Todo apego a algo que imobiliza e corta o fluxo da consciência é um pecado. Apegar-se a qualquer um dos mínimos e fragmentados aspectos da realidade fenomênica torna-se um crime para a alma, que deseja sempre o movimento. E o apego, longe de ser algo que pode ser medido exteriormente pelos outros, só pode ser constatado pela própria pessoa ou por alguém que busca sinceramente enxergá-la tal como ela é, ou seja, alguém que nutra por tal pessoa esse amor de compreensão, que longe de julgar verticalmente e lançar pedras, procura sempre e antes de qualquer coisa compreender tal ação em sua completude, em sua verdade mais ampla e espiritual. Pois cada ação, longe de ser um simples apego, carrega em si algum sentido, algum significado, algum medo, algum anseio, alguma coisa. Buscar compreender uma pessoa, em todo seu mistério e imensidão, é trabalho para uma vida inteira, podendo frutificar apenas onde há grande amor (no sentido espiritual do termo). Buscar compreender o próximo é almejar atingir o Deus que nele habita. E, por essa razão, buscar compreender o próximo é uma ação sagrada, pois é como se fosse o encontro do Deus-em-mim com o Deus-nele, pois tanto um como o outro, como também a relação que nos une, são portadores do divino.

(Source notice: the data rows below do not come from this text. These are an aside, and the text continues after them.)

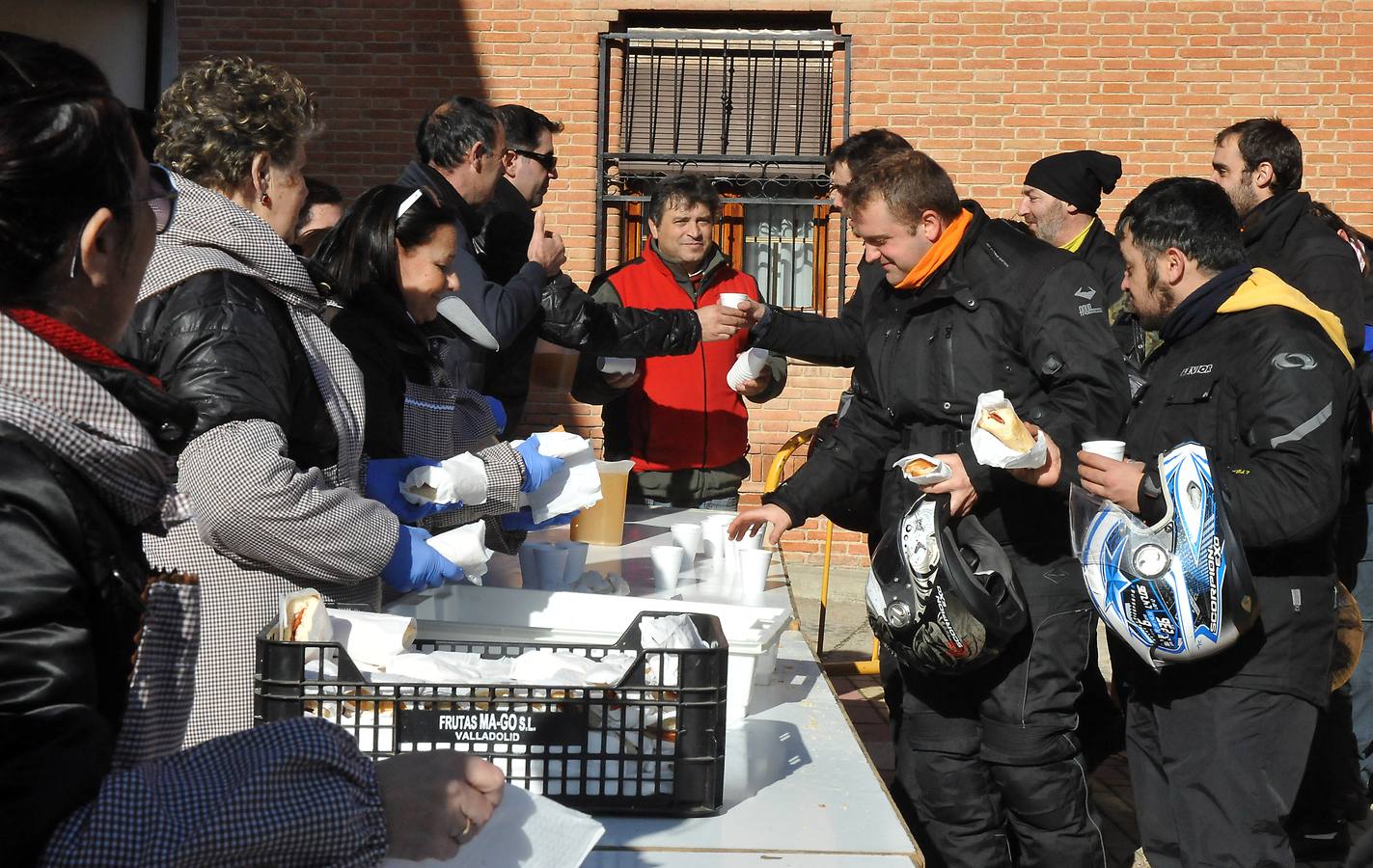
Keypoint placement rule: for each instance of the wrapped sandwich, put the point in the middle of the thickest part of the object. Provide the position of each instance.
(1000, 437)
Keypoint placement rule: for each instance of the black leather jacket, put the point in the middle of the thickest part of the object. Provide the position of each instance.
(1005, 312)
(70, 583)
(1276, 404)
(226, 343)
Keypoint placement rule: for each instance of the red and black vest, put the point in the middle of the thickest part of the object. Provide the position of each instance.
(682, 414)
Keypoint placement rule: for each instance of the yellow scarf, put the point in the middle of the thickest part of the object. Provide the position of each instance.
(938, 255)
(1073, 246)
(1263, 288)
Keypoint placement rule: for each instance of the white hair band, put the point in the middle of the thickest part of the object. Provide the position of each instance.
(408, 203)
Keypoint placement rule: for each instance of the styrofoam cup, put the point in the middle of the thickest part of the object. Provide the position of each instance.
(755, 541)
(575, 562)
(713, 534)
(688, 536)
(753, 573)
(668, 564)
(1106, 448)
(549, 560)
(528, 566)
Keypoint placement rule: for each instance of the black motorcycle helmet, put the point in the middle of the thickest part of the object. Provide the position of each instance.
(942, 595)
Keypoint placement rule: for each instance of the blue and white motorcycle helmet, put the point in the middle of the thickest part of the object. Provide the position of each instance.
(941, 593)
(1174, 591)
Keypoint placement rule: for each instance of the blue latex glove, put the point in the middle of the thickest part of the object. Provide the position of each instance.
(525, 521)
(418, 564)
(499, 412)
(538, 469)
(383, 483)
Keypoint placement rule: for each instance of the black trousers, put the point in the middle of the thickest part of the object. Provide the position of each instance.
(1216, 774)
(990, 755)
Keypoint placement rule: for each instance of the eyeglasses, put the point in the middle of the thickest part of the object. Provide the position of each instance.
(161, 197)
(548, 161)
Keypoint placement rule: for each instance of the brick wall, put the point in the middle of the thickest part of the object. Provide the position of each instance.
(985, 86)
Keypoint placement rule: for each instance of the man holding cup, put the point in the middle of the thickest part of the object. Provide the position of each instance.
(973, 305)
(681, 420)
(1255, 372)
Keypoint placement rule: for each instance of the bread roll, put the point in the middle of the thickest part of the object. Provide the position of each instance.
(919, 467)
(1006, 426)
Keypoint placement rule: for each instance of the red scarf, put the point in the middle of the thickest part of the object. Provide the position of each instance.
(71, 342)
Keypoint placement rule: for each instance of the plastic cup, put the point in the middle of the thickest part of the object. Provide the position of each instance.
(551, 560)
(688, 536)
(668, 564)
(528, 566)
(754, 541)
(575, 562)
(1107, 448)
(753, 572)
(713, 534)
(604, 522)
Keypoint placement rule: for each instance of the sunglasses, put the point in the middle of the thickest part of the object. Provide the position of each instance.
(548, 161)
(161, 197)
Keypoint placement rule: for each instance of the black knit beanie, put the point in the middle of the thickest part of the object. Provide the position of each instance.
(1078, 177)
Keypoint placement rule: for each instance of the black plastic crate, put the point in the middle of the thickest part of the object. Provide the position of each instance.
(642, 746)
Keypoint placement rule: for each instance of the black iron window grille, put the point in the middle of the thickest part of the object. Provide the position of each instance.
(756, 112)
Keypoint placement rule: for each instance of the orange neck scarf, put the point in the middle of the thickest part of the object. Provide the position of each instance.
(938, 255)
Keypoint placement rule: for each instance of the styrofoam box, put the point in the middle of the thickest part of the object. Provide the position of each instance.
(463, 611)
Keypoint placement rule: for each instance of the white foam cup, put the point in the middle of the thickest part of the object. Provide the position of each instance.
(688, 536)
(1106, 448)
(668, 564)
(713, 534)
(753, 572)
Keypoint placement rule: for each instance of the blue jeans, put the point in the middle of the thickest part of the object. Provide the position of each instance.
(1360, 683)
(717, 502)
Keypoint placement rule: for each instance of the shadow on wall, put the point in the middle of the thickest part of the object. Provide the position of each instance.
(373, 68)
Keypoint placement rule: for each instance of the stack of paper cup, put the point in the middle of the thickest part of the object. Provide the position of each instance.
(1106, 448)
(668, 564)
(747, 366)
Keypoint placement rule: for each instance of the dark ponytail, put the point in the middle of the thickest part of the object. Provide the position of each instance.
(67, 149)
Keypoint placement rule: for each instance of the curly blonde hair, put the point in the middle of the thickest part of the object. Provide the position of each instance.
(223, 112)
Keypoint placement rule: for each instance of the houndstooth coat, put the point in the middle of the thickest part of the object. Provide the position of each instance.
(263, 525)
(288, 794)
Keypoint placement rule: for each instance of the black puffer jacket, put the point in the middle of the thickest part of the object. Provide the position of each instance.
(70, 588)
(1282, 236)
(1276, 402)
(1005, 312)
(227, 345)
(562, 313)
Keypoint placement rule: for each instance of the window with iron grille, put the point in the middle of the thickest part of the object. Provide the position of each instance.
(756, 112)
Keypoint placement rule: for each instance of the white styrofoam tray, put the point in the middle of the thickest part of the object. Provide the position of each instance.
(590, 618)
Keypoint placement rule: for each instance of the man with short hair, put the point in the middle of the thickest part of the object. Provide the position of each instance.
(1258, 162)
(1259, 165)
(811, 337)
(529, 165)
(973, 305)
(1255, 372)
(460, 149)
(680, 420)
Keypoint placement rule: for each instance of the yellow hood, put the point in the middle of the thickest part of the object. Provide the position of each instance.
(1263, 288)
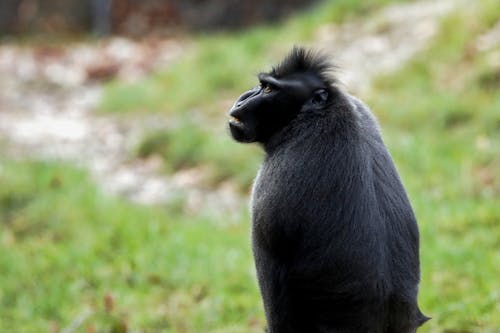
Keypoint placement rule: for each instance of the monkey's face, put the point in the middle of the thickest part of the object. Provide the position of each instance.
(269, 107)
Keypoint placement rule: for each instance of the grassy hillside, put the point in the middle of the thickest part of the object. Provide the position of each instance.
(71, 257)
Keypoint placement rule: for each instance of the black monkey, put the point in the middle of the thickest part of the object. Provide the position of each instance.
(334, 236)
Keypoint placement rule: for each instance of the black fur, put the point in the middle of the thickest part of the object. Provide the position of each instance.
(335, 240)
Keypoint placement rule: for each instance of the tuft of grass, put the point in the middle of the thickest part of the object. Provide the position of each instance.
(441, 122)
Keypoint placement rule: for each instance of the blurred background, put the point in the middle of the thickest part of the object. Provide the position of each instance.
(123, 201)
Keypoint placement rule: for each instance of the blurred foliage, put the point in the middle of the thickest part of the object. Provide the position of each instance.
(205, 82)
(68, 252)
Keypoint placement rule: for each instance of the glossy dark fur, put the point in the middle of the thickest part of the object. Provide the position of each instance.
(335, 240)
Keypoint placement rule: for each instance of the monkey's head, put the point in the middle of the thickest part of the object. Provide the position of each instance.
(300, 83)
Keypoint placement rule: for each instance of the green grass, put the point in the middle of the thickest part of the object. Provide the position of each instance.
(442, 123)
(66, 249)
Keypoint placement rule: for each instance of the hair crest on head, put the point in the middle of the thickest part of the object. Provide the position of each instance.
(300, 60)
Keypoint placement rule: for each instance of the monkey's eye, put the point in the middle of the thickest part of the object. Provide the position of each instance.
(267, 87)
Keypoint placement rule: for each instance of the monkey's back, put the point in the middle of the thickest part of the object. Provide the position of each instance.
(329, 210)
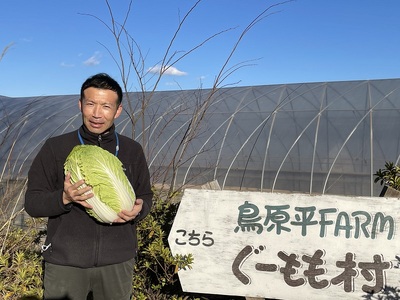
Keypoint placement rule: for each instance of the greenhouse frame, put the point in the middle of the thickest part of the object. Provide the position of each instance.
(314, 138)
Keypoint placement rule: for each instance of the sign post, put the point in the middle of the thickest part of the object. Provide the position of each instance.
(287, 246)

Viver tais palavras, o mínimo que seja, torna-nos tão mais atenciosos e respeitosos, tão mais ponderados e conscientes, calmos e pacíficos, humildes e sábios... pois sabemos que sempre estamos em Deus, com Deus e em busca constante de Deus. E sabendo disso, nada mais nos falta. Tornamo-nos completos em nossa busca eterna por Ele, pois paradoxalmente já O temos, ou melhor, já O somos. Tudo se vê revestido e imerso no sagrado, de tal modo que podemos até visualizar o eterno como base e palco de cada situação, momento e opinião vivida. Nada é solto ou fragmentado. Pelo contrário, cada opinião, cada verdade relativa, cada impressão e sensação de nossa alma e de nosso corpo estão localizadas em algum ponto dessa imensa e descomunal estrutura cósmica que tem como corpo e finalidade o próprio Deus. E Ele tudo compreende, tudo vê e tudo enxerga, pois tem dentro de si todo o Universo experienciável e sabe-se lá mais Deus o quê... Deus, portanto, não é somente um ideal existente fora de nós, mas também um ideal posto dentro de nós mesmos e existente em cada relação - um ideal de abrangência de consciência, de conduta e atitude espiritual. É não só uma filosofia, como também é uma ciência e uma religião, uma ética e uma moral.

Eis aqui uma breve e simples pincelada de alguns dos aspectos mais intelectuais e cognitivos da idéia de Deus e daquilo que tal realidade cria e provoca em nós. Do que significa estar com os olhos Nele, em busca Dele, e do que significa virar-Lhe as costas. Do que significa, enfim, estar apartado Dele e da realidade maior do mundo, e do que significa buscar comungar a todo instante a realidade mais divina que há desde a superfície de cada coisa até o seu âmago de mistério e profundidade... lugar onde poderemos encontrar, assim esperamos, Deus em toda sua glória e esplendor.